Free Join: A Practical WCOJ?

The Big Idea

Traditional query processing implements declarative queries (SQL/Datalog/etc) using binary join operators from relational algebra.
In principle, we could have n-way join operators.
- The query processor (dataflow engine) doesn’t mind
- The query optimizer (a la Cascades) doesn’t mind
In fact, we saw this with eddies, esp. with SteMs/STAIRS.
- That is an n-way join
- And we had no real trouble hacking it into PostgreSQL

WCOJ: NPRR

Question: Can n-way joins do better than binary joins?

Answer: NPRR (Ngo, Porat, Re’, Rudra, PODS 2012). Yes, sometimes!

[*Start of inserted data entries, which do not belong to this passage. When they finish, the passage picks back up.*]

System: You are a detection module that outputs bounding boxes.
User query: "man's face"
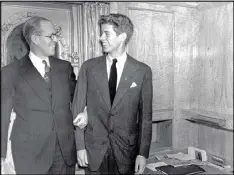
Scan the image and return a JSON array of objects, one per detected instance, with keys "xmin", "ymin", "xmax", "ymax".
[
  {"xmin": 100, "ymin": 24, "xmax": 121, "ymax": 53},
  {"xmin": 37, "ymin": 21, "xmax": 56, "ymax": 57}
]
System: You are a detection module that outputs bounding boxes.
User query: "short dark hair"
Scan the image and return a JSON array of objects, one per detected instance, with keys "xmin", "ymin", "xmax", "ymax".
[
  {"xmin": 23, "ymin": 16, "xmax": 50, "ymax": 45},
  {"xmin": 98, "ymin": 13, "xmax": 134, "ymax": 44}
]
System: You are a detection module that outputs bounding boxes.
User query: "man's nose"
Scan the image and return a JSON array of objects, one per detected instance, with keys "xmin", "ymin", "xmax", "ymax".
[{"xmin": 99, "ymin": 34, "xmax": 105, "ymax": 40}]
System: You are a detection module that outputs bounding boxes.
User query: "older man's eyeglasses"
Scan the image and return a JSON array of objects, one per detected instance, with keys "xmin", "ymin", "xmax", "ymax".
[
  {"xmin": 40, "ymin": 33, "xmax": 59, "ymax": 41},
  {"xmin": 38, "ymin": 27, "xmax": 61, "ymax": 42}
]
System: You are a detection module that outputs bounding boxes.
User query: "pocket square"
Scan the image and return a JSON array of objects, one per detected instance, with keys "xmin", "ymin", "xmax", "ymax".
[{"xmin": 130, "ymin": 82, "xmax": 137, "ymax": 88}]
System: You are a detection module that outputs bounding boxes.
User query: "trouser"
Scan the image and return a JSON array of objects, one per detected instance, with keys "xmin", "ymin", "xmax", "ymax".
[
  {"xmin": 85, "ymin": 148, "xmax": 134, "ymax": 175},
  {"xmin": 47, "ymin": 138, "xmax": 75, "ymax": 174}
]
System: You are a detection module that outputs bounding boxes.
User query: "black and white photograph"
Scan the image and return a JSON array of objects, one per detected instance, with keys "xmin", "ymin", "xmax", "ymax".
[{"xmin": 1, "ymin": 1, "xmax": 233, "ymax": 175}]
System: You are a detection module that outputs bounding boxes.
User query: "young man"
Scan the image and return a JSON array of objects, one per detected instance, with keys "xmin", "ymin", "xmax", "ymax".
[
  {"xmin": 1, "ymin": 17, "xmax": 87, "ymax": 174},
  {"xmin": 72, "ymin": 14, "xmax": 152, "ymax": 174}
]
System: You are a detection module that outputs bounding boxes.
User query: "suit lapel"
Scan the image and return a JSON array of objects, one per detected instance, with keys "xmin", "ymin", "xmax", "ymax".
[
  {"xmin": 20, "ymin": 55, "xmax": 50, "ymax": 106},
  {"xmin": 92, "ymin": 56, "xmax": 111, "ymax": 109},
  {"xmin": 49, "ymin": 57, "xmax": 60, "ymax": 109},
  {"xmin": 112, "ymin": 55, "xmax": 138, "ymax": 109}
]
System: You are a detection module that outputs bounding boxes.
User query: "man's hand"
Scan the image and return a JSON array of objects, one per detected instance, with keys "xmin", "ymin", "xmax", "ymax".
[
  {"xmin": 73, "ymin": 107, "xmax": 88, "ymax": 129},
  {"xmin": 77, "ymin": 149, "xmax": 88, "ymax": 167},
  {"xmin": 135, "ymin": 155, "xmax": 146, "ymax": 174}
]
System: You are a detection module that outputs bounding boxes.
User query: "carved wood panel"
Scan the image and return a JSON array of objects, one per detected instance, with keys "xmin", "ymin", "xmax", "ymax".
[{"xmin": 117, "ymin": 2, "xmax": 173, "ymax": 116}]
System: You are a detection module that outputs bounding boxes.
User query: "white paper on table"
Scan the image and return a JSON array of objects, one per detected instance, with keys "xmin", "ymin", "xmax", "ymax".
[
  {"xmin": 146, "ymin": 162, "xmax": 167, "ymax": 171},
  {"xmin": 166, "ymin": 152, "xmax": 194, "ymax": 161}
]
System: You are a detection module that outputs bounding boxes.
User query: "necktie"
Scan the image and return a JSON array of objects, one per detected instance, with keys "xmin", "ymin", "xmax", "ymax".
[
  {"xmin": 109, "ymin": 59, "xmax": 117, "ymax": 105},
  {"xmin": 42, "ymin": 60, "xmax": 50, "ymax": 83}
]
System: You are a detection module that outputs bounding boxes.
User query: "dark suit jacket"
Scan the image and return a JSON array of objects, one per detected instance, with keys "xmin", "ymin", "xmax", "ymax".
[
  {"xmin": 1, "ymin": 56, "xmax": 76, "ymax": 174},
  {"xmin": 72, "ymin": 55, "xmax": 152, "ymax": 173}
]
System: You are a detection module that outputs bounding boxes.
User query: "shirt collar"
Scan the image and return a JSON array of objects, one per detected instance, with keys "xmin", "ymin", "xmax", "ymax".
[
  {"xmin": 106, "ymin": 52, "xmax": 127, "ymax": 65},
  {"xmin": 29, "ymin": 51, "xmax": 50, "ymax": 66}
]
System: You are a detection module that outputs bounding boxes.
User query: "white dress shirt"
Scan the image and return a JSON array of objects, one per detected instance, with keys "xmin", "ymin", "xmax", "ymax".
[
  {"xmin": 106, "ymin": 52, "xmax": 127, "ymax": 89},
  {"xmin": 29, "ymin": 51, "xmax": 50, "ymax": 77}
]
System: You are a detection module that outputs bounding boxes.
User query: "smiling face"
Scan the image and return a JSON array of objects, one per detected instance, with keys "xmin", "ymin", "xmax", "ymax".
[
  {"xmin": 100, "ymin": 24, "xmax": 123, "ymax": 54},
  {"xmin": 36, "ymin": 21, "xmax": 56, "ymax": 57}
]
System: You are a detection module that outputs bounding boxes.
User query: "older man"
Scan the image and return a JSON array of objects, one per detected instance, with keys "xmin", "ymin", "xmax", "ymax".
[{"xmin": 1, "ymin": 17, "xmax": 87, "ymax": 174}]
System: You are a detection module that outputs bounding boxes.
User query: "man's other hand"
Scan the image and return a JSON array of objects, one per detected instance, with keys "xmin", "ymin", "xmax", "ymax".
[
  {"xmin": 73, "ymin": 107, "xmax": 88, "ymax": 129},
  {"xmin": 135, "ymin": 155, "xmax": 146, "ymax": 174},
  {"xmin": 77, "ymin": 149, "xmax": 88, "ymax": 167}
]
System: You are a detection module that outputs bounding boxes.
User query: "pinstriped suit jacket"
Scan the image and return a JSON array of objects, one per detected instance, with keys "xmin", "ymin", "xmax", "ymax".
[{"xmin": 72, "ymin": 55, "xmax": 152, "ymax": 173}]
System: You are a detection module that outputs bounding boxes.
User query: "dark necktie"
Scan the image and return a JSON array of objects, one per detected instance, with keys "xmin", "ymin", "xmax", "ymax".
[
  {"xmin": 109, "ymin": 59, "xmax": 117, "ymax": 105},
  {"xmin": 42, "ymin": 60, "xmax": 50, "ymax": 83}
]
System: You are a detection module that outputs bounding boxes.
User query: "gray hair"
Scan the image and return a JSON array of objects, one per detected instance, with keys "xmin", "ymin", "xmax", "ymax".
[{"xmin": 23, "ymin": 16, "xmax": 50, "ymax": 45}]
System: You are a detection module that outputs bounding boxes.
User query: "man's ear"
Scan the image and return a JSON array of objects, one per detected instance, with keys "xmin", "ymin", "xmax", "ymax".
[
  {"xmin": 31, "ymin": 35, "xmax": 38, "ymax": 44},
  {"xmin": 120, "ymin": 32, "xmax": 127, "ymax": 42}
]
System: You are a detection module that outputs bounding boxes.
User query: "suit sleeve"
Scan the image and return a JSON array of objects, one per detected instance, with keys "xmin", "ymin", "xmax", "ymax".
[
  {"xmin": 72, "ymin": 63, "xmax": 87, "ymax": 151},
  {"xmin": 68, "ymin": 63, "xmax": 76, "ymax": 102},
  {"xmin": 139, "ymin": 68, "xmax": 153, "ymax": 158},
  {"xmin": 1, "ymin": 67, "xmax": 14, "ymax": 158}
]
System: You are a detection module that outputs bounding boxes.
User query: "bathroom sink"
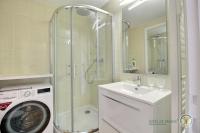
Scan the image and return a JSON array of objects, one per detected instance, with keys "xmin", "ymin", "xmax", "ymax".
[
  {"xmin": 119, "ymin": 83, "xmax": 154, "ymax": 95},
  {"xmin": 99, "ymin": 82, "xmax": 171, "ymax": 104},
  {"xmin": 99, "ymin": 81, "xmax": 171, "ymax": 133}
]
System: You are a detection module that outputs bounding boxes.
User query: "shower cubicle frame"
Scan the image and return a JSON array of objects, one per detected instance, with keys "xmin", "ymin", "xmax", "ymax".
[{"xmin": 49, "ymin": 5, "xmax": 114, "ymax": 133}]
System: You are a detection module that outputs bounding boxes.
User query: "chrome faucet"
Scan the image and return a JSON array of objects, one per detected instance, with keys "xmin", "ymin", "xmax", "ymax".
[{"xmin": 133, "ymin": 75, "xmax": 142, "ymax": 87}]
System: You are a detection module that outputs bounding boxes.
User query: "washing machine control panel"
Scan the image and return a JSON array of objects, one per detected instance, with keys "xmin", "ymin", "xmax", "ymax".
[
  {"xmin": 20, "ymin": 89, "xmax": 36, "ymax": 98},
  {"xmin": 0, "ymin": 91, "xmax": 18, "ymax": 102}
]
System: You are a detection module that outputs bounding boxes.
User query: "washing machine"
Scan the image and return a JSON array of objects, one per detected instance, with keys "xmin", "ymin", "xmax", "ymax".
[{"xmin": 0, "ymin": 84, "xmax": 53, "ymax": 133}]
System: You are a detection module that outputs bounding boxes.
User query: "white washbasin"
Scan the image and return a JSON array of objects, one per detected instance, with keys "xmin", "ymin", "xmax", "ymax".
[
  {"xmin": 99, "ymin": 82, "xmax": 171, "ymax": 104},
  {"xmin": 119, "ymin": 82, "xmax": 154, "ymax": 95}
]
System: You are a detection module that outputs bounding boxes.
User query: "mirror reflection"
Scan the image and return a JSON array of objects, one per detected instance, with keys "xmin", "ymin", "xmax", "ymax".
[{"xmin": 122, "ymin": 0, "xmax": 168, "ymax": 74}]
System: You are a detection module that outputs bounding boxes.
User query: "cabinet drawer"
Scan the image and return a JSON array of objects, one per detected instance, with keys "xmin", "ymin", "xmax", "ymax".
[
  {"xmin": 100, "ymin": 94, "xmax": 153, "ymax": 133},
  {"xmin": 99, "ymin": 119, "xmax": 120, "ymax": 133}
]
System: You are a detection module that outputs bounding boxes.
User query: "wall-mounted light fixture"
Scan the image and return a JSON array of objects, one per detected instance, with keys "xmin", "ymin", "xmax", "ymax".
[{"xmin": 119, "ymin": 0, "xmax": 148, "ymax": 10}]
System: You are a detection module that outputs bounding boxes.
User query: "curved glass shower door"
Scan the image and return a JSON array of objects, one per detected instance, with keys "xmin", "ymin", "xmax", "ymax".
[
  {"xmin": 72, "ymin": 7, "xmax": 112, "ymax": 132},
  {"xmin": 51, "ymin": 8, "xmax": 72, "ymax": 132},
  {"xmin": 51, "ymin": 6, "xmax": 113, "ymax": 132}
]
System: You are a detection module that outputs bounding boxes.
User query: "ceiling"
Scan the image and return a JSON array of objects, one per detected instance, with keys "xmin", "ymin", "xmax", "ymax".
[
  {"xmin": 43, "ymin": 0, "xmax": 109, "ymax": 7},
  {"xmin": 123, "ymin": 0, "xmax": 166, "ymax": 27}
]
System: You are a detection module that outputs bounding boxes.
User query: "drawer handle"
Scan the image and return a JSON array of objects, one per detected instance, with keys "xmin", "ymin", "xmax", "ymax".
[
  {"xmin": 102, "ymin": 119, "xmax": 120, "ymax": 133},
  {"xmin": 103, "ymin": 95, "xmax": 140, "ymax": 111}
]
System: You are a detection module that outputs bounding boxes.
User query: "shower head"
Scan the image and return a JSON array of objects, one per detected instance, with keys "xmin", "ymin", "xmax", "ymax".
[{"xmin": 76, "ymin": 8, "xmax": 90, "ymax": 16}]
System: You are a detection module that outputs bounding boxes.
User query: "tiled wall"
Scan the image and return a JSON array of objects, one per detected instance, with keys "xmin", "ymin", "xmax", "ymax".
[{"xmin": 0, "ymin": 0, "xmax": 55, "ymax": 75}]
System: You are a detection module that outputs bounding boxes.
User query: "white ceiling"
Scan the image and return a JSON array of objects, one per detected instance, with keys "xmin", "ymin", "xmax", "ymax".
[
  {"xmin": 43, "ymin": 0, "xmax": 109, "ymax": 7},
  {"xmin": 123, "ymin": 0, "xmax": 166, "ymax": 27}
]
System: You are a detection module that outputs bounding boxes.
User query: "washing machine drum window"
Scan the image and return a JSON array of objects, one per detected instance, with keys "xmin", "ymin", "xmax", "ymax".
[{"xmin": 0, "ymin": 101, "xmax": 51, "ymax": 133}]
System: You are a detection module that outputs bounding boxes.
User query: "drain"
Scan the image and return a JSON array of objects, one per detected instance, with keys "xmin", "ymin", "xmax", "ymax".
[{"xmin": 85, "ymin": 110, "xmax": 90, "ymax": 114}]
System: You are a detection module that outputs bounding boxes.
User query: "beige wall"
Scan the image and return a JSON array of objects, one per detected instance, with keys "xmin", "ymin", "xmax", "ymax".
[
  {"xmin": 128, "ymin": 17, "xmax": 166, "ymax": 73},
  {"xmin": 0, "ymin": 0, "xmax": 56, "ymax": 75}
]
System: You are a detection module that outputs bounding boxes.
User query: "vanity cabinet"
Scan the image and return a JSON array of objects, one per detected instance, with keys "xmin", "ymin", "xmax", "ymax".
[{"xmin": 99, "ymin": 87, "xmax": 170, "ymax": 133}]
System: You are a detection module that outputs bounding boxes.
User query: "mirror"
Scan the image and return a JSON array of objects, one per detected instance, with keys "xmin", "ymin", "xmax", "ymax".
[{"xmin": 120, "ymin": 0, "xmax": 168, "ymax": 74}]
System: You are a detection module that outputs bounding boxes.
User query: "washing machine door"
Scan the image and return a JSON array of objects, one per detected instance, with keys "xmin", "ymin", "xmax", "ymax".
[{"xmin": 0, "ymin": 101, "xmax": 51, "ymax": 133}]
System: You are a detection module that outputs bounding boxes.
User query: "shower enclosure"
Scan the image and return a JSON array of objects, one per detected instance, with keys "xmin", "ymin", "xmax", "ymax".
[{"xmin": 51, "ymin": 5, "xmax": 113, "ymax": 132}]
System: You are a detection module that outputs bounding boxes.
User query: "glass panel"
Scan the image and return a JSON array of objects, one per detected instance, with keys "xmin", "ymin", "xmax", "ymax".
[
  {"xmin": 72, "ymin": 7, "xmax": 112, "ymax": 132},
  {"xmin": 72, "ymin": 8, "xmax": 98, "ymax": 132},
  {"xmin": 52, "ymin": 8, "xmax": 72, "ymax": 132},
  {"xmin": 122, "ymin": 21, "xmax": 131, "ymax": 73}
]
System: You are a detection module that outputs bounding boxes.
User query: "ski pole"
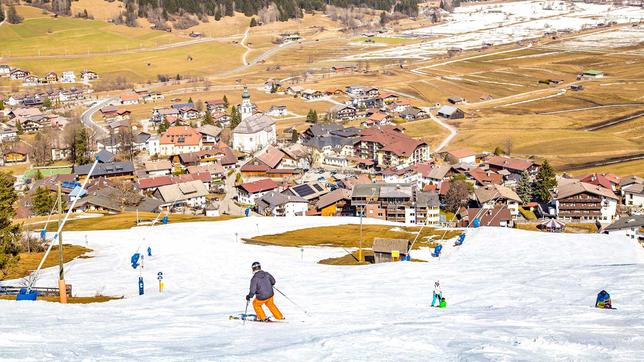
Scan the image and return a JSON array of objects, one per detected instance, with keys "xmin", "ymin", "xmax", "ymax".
[
  {"xmin": 242, "ymin": 300, "xmax": 250, "ymax": 325},
  {"xmin": 273, "ymin": 286, "xmax": 311, "ymax": 317}
]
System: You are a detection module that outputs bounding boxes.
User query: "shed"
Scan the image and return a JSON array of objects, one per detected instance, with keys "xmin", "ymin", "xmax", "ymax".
[
  {"xmin": 372, "ymin": 238, "xmax": 409, "ymax": 264},
  {"xmin": 438, "ymin": 106, "xmax": 465, "ymax": 119}
]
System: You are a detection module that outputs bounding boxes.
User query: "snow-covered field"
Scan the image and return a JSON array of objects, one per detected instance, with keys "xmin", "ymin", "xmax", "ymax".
[
  {"xmin": 0, "ymin": 217, "xmax": 644, "ymax": 361},
  {"xmin": 347, "ymin": 1, "xmax": 644, "ymax": 60}
]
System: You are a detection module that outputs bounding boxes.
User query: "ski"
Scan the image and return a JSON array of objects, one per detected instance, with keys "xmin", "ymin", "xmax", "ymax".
[{"xmin": 228, "ymin": 314, "xmax": 286, "ymax": 323}]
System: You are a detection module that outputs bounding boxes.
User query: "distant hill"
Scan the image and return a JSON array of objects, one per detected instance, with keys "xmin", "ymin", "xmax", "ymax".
[{"xmin": 123, "ymin": 0, "xmax": 422, "ymax": 23}]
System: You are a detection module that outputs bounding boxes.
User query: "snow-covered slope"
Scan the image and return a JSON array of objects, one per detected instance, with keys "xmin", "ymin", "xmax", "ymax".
[{"xmin": 0, "ymin": 217, "xmax": 644, "ymax": 361}]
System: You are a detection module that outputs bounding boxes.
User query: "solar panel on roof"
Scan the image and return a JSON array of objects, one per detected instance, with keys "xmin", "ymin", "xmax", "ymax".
[{"xmin": 293, "ymin": 185, "xmax": 315, "ymax": 197}]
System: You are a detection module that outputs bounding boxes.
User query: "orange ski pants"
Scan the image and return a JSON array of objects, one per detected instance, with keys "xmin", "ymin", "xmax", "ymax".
[{"xmin": 253, "ymin": 297, "xmax": 284, "ymax": 320}]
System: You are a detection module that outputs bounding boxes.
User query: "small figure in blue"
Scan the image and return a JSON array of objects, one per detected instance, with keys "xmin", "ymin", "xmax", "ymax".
[{"xmin": 432, "ymin": 280, "xmax": 443, "ymax": 307}]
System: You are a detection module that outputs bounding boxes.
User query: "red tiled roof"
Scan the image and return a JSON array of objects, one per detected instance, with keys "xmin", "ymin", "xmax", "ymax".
[
  {"xmin": 257, "ymin": 147, "xmax": 285, "ymax": 168},
  {"xmin": 579, "ymin": 173, "xmax": 619, "ymax": 189},
  {"xmin": 360, "ymin": 125, "xmax": 425, "ymax": 157},
  {"xmin": 237, "ymin": 179, "xmax": 278, "ymax": 194},
  {"xmin": 139, "ymin": 176, "xmax": 172, "ymax": 189},
  {"xmin": 488, "ymin": 156, "xmax": 534, "ymax": 171},
  {"xmin": 448, "ymin": 148, "xmax": 476, "ymax": 158},
  {"xmin": 159, "ymin": 126, "xmax": 201, "ymax": 146},
  {"xmin": 468, "ymin": 168, "xmax": 503, "ymax": 185}
]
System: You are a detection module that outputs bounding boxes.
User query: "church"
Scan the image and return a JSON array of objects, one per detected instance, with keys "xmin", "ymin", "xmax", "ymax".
[{"xmin": 233, "ymin": 87, "xmax": 277, "ymax": 153}]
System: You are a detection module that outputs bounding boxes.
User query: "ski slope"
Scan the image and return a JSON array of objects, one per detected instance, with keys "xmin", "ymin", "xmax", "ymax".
[{"xmin": 0, "ymin": 217, "xmax": 644, "ymax": 361}]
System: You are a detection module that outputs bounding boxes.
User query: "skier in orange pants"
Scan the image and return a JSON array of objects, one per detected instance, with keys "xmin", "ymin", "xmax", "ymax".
[{"xmin": 246, "ymin": 262, "xmax": 284, "ymax": 321}]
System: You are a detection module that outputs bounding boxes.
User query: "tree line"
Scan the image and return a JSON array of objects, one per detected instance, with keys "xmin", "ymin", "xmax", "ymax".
[{"xmin": 121, "ymin": 0, "xmax": 420, "ymax": 25}]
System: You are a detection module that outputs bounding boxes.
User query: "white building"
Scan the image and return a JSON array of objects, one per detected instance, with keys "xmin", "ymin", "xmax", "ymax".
[
  {"xmin": 60, "ymin": 70, "xmax": 76, "ymax": 83},
  {"xmin": 155, "ymin": 180, "xmax": 208, "ymax": 208},
  {"xmin": 233, "ymin": 114, "xmax": 277, "ymax": 153},
  {"xmin": 239, "ymin": 86, "xmax": 253, "ymax": 121},
  {"xmin": 622, "ymin": 183, "xmax": 644, "ymax": 208},
  {"xmin": 237, "ymin": 179, "xmax": 279, "ymax": 205},
  {"xmin": 257, "ymin": 191, "xmax": 309, "ymax": 217}
]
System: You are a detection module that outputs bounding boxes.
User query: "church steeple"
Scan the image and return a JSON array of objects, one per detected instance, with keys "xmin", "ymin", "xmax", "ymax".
[{"xmin": 239, "ymin": 86, "xmax": 253, "ymax": 121}]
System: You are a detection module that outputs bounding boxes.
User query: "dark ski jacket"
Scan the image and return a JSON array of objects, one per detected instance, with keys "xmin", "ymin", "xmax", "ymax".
[{"xmin": 248, "ymin": 270, "xmax": 275, "ymax": 300}]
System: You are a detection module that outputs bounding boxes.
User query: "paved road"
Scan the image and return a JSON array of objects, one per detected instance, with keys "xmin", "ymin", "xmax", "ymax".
[{"xmin": 81, "ymin": 97, "xmax": 118, "ymax": 140}]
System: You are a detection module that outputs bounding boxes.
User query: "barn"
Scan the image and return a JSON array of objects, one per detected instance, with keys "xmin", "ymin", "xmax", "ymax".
[{"xmin": 372, "ymin": 238, "xmax": 409, "ymax": 264}]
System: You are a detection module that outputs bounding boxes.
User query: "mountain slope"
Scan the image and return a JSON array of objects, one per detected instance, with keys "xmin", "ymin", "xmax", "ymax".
[{"xmin": 0, "ymin": 217, "xmax": 644, "ymax": 361}]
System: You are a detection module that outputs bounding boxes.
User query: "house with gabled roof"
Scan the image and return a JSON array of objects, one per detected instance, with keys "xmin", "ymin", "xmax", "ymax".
[
  {"xmin": 256, "ymin": 191, "xmax": 309, "ymax": 217},
  {"xmin": 554, "ymin": 179, "xmax": 619, "ymax": 224},
  {"xmin": 159, "ymin": 126, "xmax": 203, "ymax": 156},
  {"xmin": 236, "ymin": 179, "xmax": 279, "ymax": 205}
]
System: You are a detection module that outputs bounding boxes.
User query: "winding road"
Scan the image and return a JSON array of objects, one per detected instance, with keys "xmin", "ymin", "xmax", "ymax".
[{"xmin": 81, "ymin": 97, "xmax": 119, "ymax": 140}]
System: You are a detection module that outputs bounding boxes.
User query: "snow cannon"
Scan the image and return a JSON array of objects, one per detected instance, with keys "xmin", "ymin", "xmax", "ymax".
[
  {"xmin": 454, "ymin": 234, "xmax": 465, "ymax": 246},
  {"xmin": 432, "ymin": 244, "xmax": 443, "ymax": 258},
  {"xmin": 157, "ymin": 272, "xmax": 165, "ymax": 293},
  {"xmin": 139, "ymin": 277, "xmax": 145, "ymax": 295},
  {"xmin": 130, "ymin": 253, "xmax": 141, "ymax": 269},
  {"xmin": 595, "ymin": 290, "xmax": 613, "ymax": 309},
  {"xmin": 16, "ymin": 288, "xmax": 38, "ymax": 300}
]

Even better, they are optimal in a big-O (worst-case) sense
Even in cases where no sequence of binary joins is optimal.

Background: AGM

How big can the output of an equi-join of 3 tables of size N be?
AGM bound: Atserias, Grohe, Marx, FOCS 2008: tight bound N^(3/2) on output cardinality of a “full” conjunctive query (every column is in the output), given input/output cardinalities <= N.
How bad can the output of a binary sub-join of 2 tables be? AHA!
- We’ve seen that Yannakakis/LIP avoids this!
  - How well does it do??
- But Yannakakis is only for “acyclic” queries
  - Acyclic queries have a rather technical definition. I like Paris Koutris’ lecture notes (see lectures 4 and 5).)
- For example, The Triangle Query is cyclic. More on this below.
Is there an n-way join algorithm that achieves the bound in general?

Evolution

The NPRR paper was hard to read (Chris Re told me not to assign it to PhD students), and the constructive algorithm wasn’t practical.
Coincidentally (??), Todd Veldhuizen at LogicBlox invented a very understandable join algorithm called Leapfrog Trie Join, and then realized (because he was hanging out with Hung Ngo?) that it is a WCOJ!
NPRR -> Leapfrog Trie Join –> Generic Join –> FreeJoin.
We’re on the road to clearing up this whole business.
- I think there’s one or two more steps to go!

Let’s Revisit Binary join

Start by assuming equijoin queries, with Hash Join implementation in memory
Consider the query R(a, b) ⨝ S(b, c), i.e.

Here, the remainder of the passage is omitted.